Ce mercredi, le temps étant couvert, Ingrid ne put emmener Léony à la plage. Mummy proposa de la garder et Ingrid conduisit Maureen en ville, pour acheter quelques affaires pour le bébé. Elles avaient dressé l'inventaire de ce que Véra avait apporté, ainsi que de la layette donnée par une voisine d'Ingrid. Maureen allait pouvoir compléter le trousseau du bébé. Ingrid l'emmena dans une petite boutique spécialisée qui était tenue par une des petites-filles de Mary, une des jeunes sœurs de Steven et belle-sœur de Mummy. Jane était enchantée de revoir Ingrid et de faire la connaissance de Maureen.

- Ainsi, Mickaël revient à Fort William ? Définitivement ? demanda la jeune femme en les accompagnant dans le magasin.

- Hé oui ! dit Ingrid. Ce n'est pas surprenant... Ce qui l'est plus, c'est que cela arrive maintenant !

- Ma grand-mère me l'a raconté. Il a une belle opportunité, avec le restaurant sur le port. Et je suis certaine qu'on y mangera mieux qu'avant ! dit la jeune femme avec enthousiasme.

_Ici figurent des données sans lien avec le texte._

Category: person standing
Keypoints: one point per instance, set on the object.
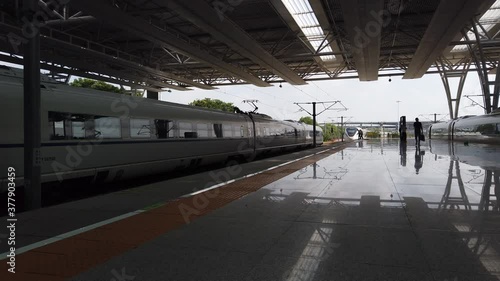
(418, 131)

- Ce n'était pas si mal... fit remarquer Ingrid.

- Ces derniers temps, ça avait quand même baissé. Disons que le vieux Ron ne se fatiguait plus beaucoup pour faire original. Ca tournait tranquille, ça lui suffisait. Mais bon, quand on n'a pas beaucoup de choix dans les alentours, manger toujours la même chose quand on sortait... soupira-t-elle.

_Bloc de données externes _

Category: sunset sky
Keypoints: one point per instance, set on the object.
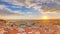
(29, 9)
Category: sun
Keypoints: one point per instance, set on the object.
(44, 17)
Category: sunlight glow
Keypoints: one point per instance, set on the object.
(44, 17)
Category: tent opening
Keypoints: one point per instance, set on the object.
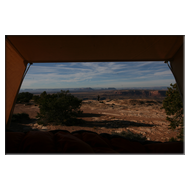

- Je pense, en toute modestie car je parle quand même de mon fils, qu'en effet, sur ce plan-là, ça va changer, sourit Ingrid.

- Et c'est tant mieux. Micky ne devrait avoir aucun mal à se faire une clientèle. Mais rassure-moi, Ingrid, il refait la déco au moins ?

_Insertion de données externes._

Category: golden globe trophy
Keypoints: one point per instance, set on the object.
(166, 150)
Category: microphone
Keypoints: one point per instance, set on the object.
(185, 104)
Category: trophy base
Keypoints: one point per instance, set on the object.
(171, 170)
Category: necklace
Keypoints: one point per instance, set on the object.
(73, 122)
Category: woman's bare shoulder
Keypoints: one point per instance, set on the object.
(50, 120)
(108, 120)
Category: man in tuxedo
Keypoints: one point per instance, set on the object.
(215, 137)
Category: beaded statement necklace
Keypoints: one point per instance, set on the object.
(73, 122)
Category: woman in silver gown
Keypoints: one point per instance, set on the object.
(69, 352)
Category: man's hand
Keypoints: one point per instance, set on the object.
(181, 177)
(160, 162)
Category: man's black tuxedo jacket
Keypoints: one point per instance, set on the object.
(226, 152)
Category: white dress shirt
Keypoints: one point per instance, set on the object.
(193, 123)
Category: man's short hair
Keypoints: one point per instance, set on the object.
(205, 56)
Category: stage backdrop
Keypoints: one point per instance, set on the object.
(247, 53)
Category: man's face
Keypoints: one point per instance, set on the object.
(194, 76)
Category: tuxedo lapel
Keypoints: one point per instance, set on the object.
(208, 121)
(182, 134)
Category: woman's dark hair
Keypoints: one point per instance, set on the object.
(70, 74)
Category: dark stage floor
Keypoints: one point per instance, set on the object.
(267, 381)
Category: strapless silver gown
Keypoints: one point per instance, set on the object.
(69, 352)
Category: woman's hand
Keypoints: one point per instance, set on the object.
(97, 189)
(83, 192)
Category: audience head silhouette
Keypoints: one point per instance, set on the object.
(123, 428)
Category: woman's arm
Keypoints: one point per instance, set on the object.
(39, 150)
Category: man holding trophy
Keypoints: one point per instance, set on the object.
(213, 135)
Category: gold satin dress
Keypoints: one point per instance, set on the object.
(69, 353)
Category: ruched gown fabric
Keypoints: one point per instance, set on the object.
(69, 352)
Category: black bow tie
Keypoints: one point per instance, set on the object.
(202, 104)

- Oui, Jane ! rit Ingrid. Il ne change pas que la carte... Ils sont en plein dans les travaux, d'ailleurs. Nous y passerons tout à l'heure, pour leur faire un petit coucou, que Maureen puisse voir un peu l'avancée du chantier. Et moi aussi, par la même occasion !

- Tu ne vas pas aider ? demanda la jeune femme.

- Sauf si, un jour, ils avaient besoin, mais non. Ce n'est pas prévu. Du moins, je n'aide pas sur le chantier lui-même. J'aide ma mère à la cuisine... car il y a de sacrés estomacs à contenter, le soir !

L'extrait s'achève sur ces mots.